Today, as I drink my coffee, Christmas tree in my periphery all tall and sparkling…I am willing the ‘Magic of Christmas’ to do its thing, and bring me comfort. I am begging God....to cover the graves deep and fast because I can’t take too much more in this Land of Almost.


FitLadyDi December 03, 2016

My heart is with you...

MJ's Page FitLadyDi ⋅ December 03, 2016

Thank you.

GypsyWynd December 03, 2016

You are in my prayers. Be gentle with yourself.

whowhatwhere December 03, 2016

Car accident!!! OH GOOD GRIEF! Can't you get a break!
Good riddance to 2016, may 2017 be an awesome year for you!

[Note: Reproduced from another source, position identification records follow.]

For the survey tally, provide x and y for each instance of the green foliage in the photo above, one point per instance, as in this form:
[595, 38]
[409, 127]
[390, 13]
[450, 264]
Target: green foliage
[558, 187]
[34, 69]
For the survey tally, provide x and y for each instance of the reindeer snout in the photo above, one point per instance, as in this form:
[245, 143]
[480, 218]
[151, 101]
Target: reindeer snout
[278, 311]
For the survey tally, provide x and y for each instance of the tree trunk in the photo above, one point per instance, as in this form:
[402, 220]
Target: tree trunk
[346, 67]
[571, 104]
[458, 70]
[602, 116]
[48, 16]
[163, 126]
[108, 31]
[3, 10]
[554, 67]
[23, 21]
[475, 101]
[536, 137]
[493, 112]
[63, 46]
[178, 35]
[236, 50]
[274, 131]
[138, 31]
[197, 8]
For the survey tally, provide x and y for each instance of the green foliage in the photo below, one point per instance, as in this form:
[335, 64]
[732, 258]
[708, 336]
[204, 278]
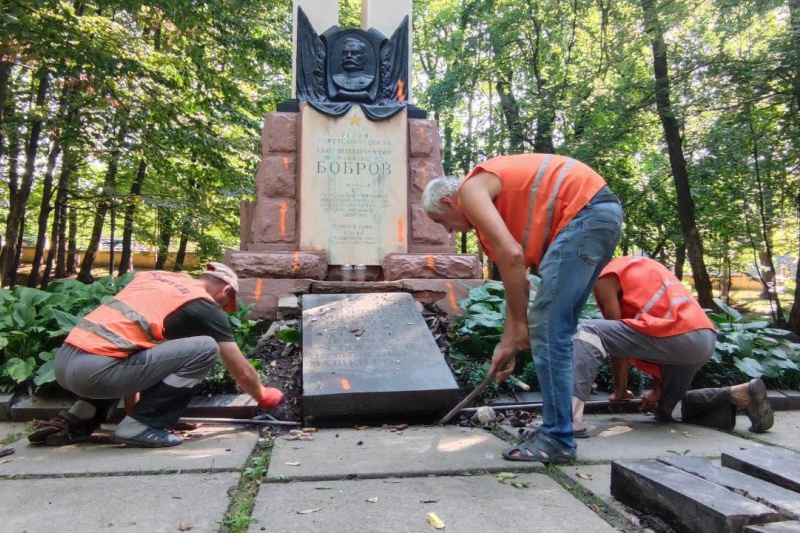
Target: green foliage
[748, 350]
[34, 323]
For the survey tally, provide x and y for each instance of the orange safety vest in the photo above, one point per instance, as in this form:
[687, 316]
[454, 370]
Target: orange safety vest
[541, 193]
[653, 301]
[134, 319]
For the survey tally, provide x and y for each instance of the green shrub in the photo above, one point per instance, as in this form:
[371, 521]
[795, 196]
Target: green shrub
[34, 324]
[748, 350]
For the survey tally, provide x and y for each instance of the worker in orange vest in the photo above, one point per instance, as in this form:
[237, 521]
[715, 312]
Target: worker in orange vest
[651, 317]
[153, 343]
[556, 214]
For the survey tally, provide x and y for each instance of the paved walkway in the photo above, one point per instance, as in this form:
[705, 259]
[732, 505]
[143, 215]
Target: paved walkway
[354, 480]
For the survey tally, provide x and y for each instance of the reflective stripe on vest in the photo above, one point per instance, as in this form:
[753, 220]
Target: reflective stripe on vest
[652, 299]
[134, 319]
[539, 195]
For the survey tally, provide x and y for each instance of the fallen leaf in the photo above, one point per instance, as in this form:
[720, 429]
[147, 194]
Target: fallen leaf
[616, 430]
[435, 521]
[502, 477]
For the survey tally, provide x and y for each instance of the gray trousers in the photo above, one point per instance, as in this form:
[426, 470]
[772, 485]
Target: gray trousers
[680, 357]
[165, 375]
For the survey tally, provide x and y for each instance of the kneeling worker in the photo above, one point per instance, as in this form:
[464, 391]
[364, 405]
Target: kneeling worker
[650, 316]
[158, 337]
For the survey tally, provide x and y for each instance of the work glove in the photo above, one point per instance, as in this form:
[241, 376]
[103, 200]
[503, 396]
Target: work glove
[270, 398]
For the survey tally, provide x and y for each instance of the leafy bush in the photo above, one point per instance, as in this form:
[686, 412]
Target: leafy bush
[744, 350]
[34, 324]
[477, 332]
[748, 350]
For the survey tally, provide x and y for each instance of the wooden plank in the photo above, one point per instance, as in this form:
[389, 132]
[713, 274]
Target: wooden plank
[685, 502]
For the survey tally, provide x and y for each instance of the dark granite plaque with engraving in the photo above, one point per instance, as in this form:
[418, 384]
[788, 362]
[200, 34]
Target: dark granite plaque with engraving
[371, 357]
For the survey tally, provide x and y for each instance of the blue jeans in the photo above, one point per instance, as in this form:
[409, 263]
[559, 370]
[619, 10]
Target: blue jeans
[569, 270]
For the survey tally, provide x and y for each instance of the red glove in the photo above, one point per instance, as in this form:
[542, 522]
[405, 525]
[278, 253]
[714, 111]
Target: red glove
[270, 398]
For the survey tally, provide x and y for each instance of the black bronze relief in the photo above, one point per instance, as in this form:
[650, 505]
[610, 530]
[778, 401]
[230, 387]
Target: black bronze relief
[346, 66]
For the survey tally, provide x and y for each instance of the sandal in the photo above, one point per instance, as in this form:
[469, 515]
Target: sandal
[532, 433]
[759, 409]
[149, 438]
[540, 450]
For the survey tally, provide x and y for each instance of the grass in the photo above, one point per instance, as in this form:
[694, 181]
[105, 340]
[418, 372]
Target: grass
[239, 516]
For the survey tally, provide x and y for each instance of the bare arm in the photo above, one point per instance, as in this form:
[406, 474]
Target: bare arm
[240, 368]
[477, 201]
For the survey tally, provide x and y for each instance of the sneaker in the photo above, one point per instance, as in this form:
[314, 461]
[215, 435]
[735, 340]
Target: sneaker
[149, 438]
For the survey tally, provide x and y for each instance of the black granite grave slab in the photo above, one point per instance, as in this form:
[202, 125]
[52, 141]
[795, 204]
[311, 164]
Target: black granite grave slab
[770, 463]
[367, 356]
[782, 500]
[792, 526]
[685, 502]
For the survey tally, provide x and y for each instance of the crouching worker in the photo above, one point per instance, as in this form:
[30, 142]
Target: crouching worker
[651, 317]
[158, 337]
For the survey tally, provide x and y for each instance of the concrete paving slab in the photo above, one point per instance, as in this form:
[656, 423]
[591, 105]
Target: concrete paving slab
[376, 453]
[119, 503]
[594, 478]
[208, 448]
[785, 432]
[638, 436]
[463, 503]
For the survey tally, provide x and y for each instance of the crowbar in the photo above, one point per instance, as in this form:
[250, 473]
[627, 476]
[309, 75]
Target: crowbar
[468, 400]
[239, 421]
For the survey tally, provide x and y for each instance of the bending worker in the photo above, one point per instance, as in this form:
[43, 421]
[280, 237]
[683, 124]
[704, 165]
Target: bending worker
[540, 210]
[650, 316]
[159, 337]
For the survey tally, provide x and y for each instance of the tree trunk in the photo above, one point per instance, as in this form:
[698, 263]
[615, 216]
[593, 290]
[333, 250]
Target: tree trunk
[794, 20]
[56, 253]
[47, 186]
[680, 174]
[164, 237]
[130, 211]
[109, 190]
[680, 259]
[16, 216]
[11, 233]
[180, 257]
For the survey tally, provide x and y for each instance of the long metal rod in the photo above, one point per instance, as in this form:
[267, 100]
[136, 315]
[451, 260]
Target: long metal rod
[526, 406]
[468, 400]
[238, 421]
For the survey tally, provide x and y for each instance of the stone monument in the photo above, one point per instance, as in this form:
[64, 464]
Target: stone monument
[343, 167]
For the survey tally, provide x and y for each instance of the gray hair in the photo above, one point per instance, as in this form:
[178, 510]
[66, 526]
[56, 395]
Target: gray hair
[436, 190]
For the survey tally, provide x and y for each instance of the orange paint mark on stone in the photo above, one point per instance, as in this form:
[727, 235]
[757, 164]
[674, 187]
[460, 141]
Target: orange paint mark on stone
[451, 296]
[257, 292]
[284, 209]
[401, 235]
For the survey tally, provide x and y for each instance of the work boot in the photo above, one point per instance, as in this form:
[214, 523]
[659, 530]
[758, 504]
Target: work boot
[758, 409]
[710, 408]
[65, 428]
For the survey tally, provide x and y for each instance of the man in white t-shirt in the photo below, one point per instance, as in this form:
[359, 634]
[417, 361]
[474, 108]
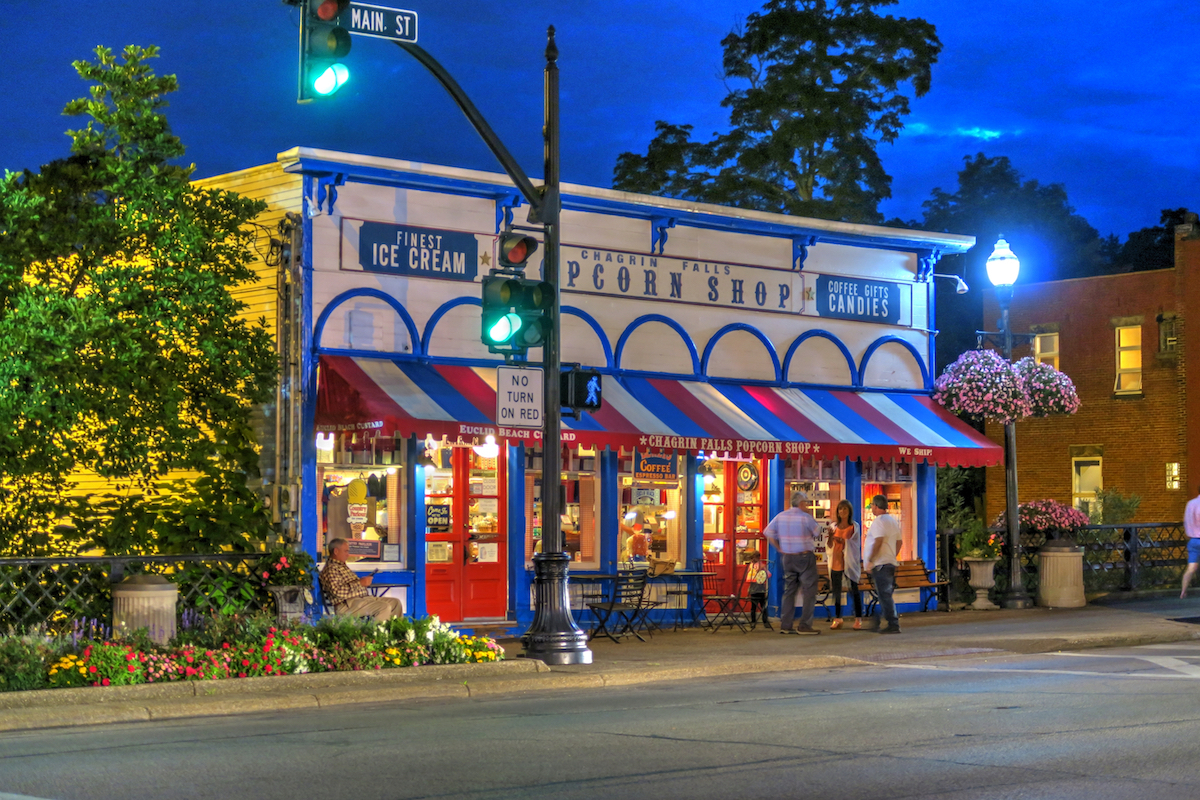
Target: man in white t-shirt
[882, 545]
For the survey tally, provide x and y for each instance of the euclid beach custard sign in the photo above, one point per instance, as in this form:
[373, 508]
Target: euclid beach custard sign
[588, 270]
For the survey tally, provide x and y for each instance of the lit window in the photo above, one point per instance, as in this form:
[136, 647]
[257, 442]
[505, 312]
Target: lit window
[1173, 475]
[1168, 335]
[1045, 349]
[1085, 482]
[1128, 360]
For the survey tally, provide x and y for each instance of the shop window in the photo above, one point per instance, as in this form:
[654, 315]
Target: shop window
[1128, 341]
[1086, 479]
[580, 510]
[1168, 334]
[363, 494]
[1173, 475]
[1045, 348]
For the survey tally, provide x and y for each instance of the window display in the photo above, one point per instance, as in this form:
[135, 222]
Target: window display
[579, 505]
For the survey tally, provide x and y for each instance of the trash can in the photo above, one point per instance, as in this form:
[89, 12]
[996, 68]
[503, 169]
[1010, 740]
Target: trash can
[1061, 576]
[145, 601]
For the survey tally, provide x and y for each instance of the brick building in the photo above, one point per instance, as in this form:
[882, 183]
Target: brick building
[1122, 340]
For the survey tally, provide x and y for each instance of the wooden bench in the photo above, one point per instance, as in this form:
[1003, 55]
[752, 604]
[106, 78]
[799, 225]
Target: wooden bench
[910, 575]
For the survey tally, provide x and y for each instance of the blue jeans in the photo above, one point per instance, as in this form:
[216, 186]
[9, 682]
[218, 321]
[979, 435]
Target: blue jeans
[799, 576]
[885, 577]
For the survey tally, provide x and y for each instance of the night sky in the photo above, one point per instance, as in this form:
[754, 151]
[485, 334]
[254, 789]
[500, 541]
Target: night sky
[1101, 97]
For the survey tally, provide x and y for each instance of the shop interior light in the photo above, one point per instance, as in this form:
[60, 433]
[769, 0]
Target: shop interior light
[489, 449]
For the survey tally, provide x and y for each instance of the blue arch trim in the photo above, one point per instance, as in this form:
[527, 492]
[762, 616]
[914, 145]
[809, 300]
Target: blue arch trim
[825, 335]
[442, 312]
[888, 340]
[670, 323]
[365, 292]
[749, 329]
[595, 326]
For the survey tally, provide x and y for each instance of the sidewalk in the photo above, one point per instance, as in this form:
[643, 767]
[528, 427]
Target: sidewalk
[666, 656]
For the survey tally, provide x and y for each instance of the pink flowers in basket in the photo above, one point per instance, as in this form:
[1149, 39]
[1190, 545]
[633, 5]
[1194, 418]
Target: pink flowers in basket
[982, 383]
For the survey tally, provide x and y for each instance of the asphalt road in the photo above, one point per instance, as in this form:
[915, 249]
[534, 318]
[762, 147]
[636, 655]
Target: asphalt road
[1095, 725]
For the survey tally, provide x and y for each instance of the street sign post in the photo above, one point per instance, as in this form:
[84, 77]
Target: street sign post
[519, 397]
[381, 22]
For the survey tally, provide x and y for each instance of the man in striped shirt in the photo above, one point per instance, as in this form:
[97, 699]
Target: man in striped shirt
[793, 533]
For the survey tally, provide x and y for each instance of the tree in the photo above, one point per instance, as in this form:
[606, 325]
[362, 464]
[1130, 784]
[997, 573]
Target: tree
[125, 353]
[817, 86]
[1150, 248]
[994, 199]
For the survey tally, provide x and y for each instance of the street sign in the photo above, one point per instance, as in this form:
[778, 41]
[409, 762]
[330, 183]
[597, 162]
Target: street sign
[519, 397]
[381, 22]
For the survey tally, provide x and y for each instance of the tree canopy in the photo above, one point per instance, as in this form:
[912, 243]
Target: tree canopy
[124, 350]
[815, 88]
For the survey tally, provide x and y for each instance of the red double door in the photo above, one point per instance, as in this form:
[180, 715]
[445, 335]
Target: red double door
[735, 517]
[466, 537]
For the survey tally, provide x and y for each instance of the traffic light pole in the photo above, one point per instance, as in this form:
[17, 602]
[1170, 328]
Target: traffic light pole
[553, 636]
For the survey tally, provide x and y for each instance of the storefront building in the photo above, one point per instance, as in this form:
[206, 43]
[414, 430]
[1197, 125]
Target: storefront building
[744, 355]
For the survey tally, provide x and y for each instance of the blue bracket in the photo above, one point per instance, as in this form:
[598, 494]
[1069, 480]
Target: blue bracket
[925, 264]
[801, 251]
[659, 227]
[504, 206]
[327, 191]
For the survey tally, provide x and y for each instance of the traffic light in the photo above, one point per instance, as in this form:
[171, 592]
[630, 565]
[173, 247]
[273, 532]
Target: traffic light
[514, 250]
[515, 313]
[323, 41]
[581, 389]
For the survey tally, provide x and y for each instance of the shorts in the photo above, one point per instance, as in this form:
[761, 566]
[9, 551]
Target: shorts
[1193, 551]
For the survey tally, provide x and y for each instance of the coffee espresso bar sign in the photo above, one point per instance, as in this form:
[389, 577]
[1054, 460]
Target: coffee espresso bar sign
[863, 300]
[412, 252]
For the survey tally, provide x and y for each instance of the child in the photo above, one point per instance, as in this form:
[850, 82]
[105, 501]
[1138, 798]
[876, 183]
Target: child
[756, 587]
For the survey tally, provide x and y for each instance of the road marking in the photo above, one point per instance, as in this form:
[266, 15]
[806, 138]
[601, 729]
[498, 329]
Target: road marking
[1039, 672]
[1165, 662]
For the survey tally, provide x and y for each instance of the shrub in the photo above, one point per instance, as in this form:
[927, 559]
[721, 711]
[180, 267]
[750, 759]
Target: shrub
[23, 662]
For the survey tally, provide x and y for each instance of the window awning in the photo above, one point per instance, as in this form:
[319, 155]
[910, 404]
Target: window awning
[400, 396]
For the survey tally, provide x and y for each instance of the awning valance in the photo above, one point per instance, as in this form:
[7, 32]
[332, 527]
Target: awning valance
[406, 397]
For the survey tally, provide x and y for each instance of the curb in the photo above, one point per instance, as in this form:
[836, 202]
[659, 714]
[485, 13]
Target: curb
[112, 704]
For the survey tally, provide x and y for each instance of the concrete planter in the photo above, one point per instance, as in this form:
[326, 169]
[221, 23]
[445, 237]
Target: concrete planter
[983, 577]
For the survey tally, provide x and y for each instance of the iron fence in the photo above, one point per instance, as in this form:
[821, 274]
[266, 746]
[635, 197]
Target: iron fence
[1117, 558]
[57, 591]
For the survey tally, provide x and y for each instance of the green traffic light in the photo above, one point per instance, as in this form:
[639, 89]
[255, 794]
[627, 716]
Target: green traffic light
[331, 79]
[504, 329]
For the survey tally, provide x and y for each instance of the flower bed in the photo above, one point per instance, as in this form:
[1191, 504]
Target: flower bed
[237, 647]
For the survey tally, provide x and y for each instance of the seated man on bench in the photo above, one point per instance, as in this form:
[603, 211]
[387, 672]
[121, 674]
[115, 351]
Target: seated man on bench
[347, 593]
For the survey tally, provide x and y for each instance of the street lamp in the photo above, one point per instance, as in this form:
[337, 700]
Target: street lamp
[1002, 270]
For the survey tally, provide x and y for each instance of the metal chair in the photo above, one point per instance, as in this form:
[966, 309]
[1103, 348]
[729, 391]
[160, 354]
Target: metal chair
[729, 611]
[625, 605]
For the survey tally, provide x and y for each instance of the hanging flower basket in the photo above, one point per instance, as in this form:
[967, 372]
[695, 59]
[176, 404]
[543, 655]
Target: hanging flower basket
[1050, 391]
[982, 383]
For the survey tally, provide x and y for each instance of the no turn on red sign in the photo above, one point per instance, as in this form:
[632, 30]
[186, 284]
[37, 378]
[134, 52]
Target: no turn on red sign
[519, 397]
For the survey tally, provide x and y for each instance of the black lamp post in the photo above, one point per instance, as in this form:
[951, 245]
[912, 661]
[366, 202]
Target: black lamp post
[1002, 270]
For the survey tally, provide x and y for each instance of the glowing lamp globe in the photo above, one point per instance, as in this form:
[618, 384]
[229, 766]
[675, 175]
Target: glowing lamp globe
[1002, 265]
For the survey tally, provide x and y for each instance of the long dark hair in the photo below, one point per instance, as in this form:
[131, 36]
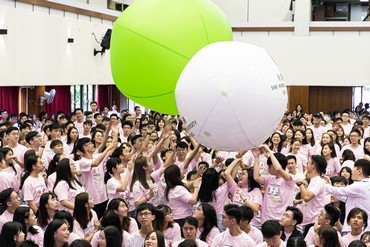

MJ's Page whowhatwhere ⋅ December 03, 2016

I can't make this shit up

MageB December 03, 2016

Hugs from here.

middle age pearl December 04, 2016

Oh I can relate and wish I could make your Christmas joy burst forth. But I can't, nor can anyone else. The memories will make you cry and laugh. Grasp on to the the memories that make you smile and laugh and then allow your body and soul to purge the grief. Sometimes the tears are the best healer. I hate the snot, the hot tears running down my face and under my chin. The never ending blowing of the nose and then exhaustion as my body finally runs out of liquids for a while. I can tell you it will get better or manageable, but the memories will always resurface and that is a good thing. Give yourself time. It is okay to have a good time and be joyful when the time hits. Prayers for you and that you feel His strength, comfort, and guidance.